Adding ancillary services
A practice should analyze the services that it is now referring out (i.e giving away) that it could keep in house as a source of new revenue. Examples of ancillary services that most medical practices could implement include lab, radiology (ex. X-Ray, mammography, echo testing, bone density testing, etc.). Any additional staffing as well as capital requirements needed to acquire the necessary assets would need to be projected and analyzed. This is one reason why practice mergers are so popular right now – the ability afford the cost of adding ancillary services.
Adding doctor/physician extenders
As a result of declining reimbursements, physicians are spending significant time on certain patient treatments that do not pay very well. From an efficiency viewpoint, they are spending time on patient care that could – and most times should – be rendered by a lower cost provider within the practice, i.e. an extender. By adding an extender a practice can increase its revenues simply by freeing up physician time to do other, more highly billable, clinical activities. For example, an extender could conduct certain post-operative visits, which usually are not reimbursed if treatment is within a designated global surgical period.
Extenders could also be used to add patient volume, especially in primary care practices. Many busy practices hire extenders in order to allow patients quick, convenient access to a healthcare provider for simple medical conditions. This strategy, then, adds value for the patients by way of shorter wait times for appointments, as well as leveraging the volume (i.e overall total number) of patients a practice can treat on a daily basis.
In many service areas, the “tentacles” of a medical practice must branch out to increase revenue. Practices have been very successful adding satellite locations in areas that are either underserved or need a more qualified (or higher quality) physician. For example, pick a fast growing service area and be the first one of your specialty to put an office there before your competition does. Adding additional offices in this way does require significant capital investment and you will need to address provider staffing issue. This is why a more practical tactic for this strategy may be to acquire or merge with an existing practice.
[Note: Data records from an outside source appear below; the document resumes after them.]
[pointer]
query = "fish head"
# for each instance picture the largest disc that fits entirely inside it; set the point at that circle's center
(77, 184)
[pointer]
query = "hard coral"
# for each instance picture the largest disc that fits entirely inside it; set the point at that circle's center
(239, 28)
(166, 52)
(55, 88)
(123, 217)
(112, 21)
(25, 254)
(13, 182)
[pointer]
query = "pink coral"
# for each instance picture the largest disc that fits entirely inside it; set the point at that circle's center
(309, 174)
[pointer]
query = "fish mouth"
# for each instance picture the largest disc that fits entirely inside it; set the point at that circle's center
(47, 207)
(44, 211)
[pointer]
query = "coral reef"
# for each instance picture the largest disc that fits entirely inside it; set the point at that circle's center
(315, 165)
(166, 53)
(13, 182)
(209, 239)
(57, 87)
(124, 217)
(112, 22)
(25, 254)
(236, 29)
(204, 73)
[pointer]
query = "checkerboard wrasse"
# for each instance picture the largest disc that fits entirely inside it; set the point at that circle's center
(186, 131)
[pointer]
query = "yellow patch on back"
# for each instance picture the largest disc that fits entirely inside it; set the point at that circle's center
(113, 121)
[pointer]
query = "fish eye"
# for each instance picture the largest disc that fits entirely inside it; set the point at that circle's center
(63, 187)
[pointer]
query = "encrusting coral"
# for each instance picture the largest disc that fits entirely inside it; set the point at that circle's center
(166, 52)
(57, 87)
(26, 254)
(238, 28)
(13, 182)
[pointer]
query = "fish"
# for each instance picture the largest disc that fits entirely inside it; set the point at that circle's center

Look to see if there are any “program services” that can be created and lead to additional revenues for the practice. This strategy can sometimes be coupled with the adding of ancillary revenues as discussed previously. I’ve seen a practice partner with a hospital to create a women’s program. I’ve seen practices integrate cosmetic, emergent preventive medicine care, and holistic services in to their office. And don’t forget product sales, which is a very simple way to add revenues. The objective of this strategy is to increase patient volume as a result of these new service programs.
Get your house in order
In many –if not most – cases, opportunities abound for improvements in a practice’s operations and physician productivity areas. And with improvements, so go revenue and profitability increases. For example, many practices have problems within their billing and collection activities, including receivables management. Charges do not get billed on a timely basis, collections at the time of service are inadequate, there is insufficient apparatus to detect incorrect payer reimbursement, and receivable follow up is unstructured or non existent. Any and all of these (and these are but a few examples) can lead to high receivables and low collections – in other words, lower revenues. The entire billing and collection process should be analyzed and evaluated to see if there are any improvements that can be made that could increase practice revenues.
Look at Coding
Practice managers and physicians should look closely at CPT coding patterns. First look at each physician’s coding for evaluation and management services. Many doctors undercode these services and many more do not know how to bill for consultative visits. Look at all other coding issues related to your specific medical specialty. Are modifiers being applied correctly? Are surgical complications identified and billed correctly? Are all available CPT codes being billed? These are just a few examples.
Take a hard look at physician productivity. Compare it to work RVU benchmarks. Find ways to increase productivity, such as extending hours, working a full work week, and possibly changing how you are scheduling patients. Finally, commit to the engagement of process improvement. If you can only marginally affect expenses and/or revenues in your medical practice, then how is it possible to improve profitability? The answer: BECOME MORE EFFICIENT. Efficiency is the ability to do the same with less or more with the same and the only way to become more efficient is to engage in the science of process improvement. The more progressive medical practices are doing this right now and you should too!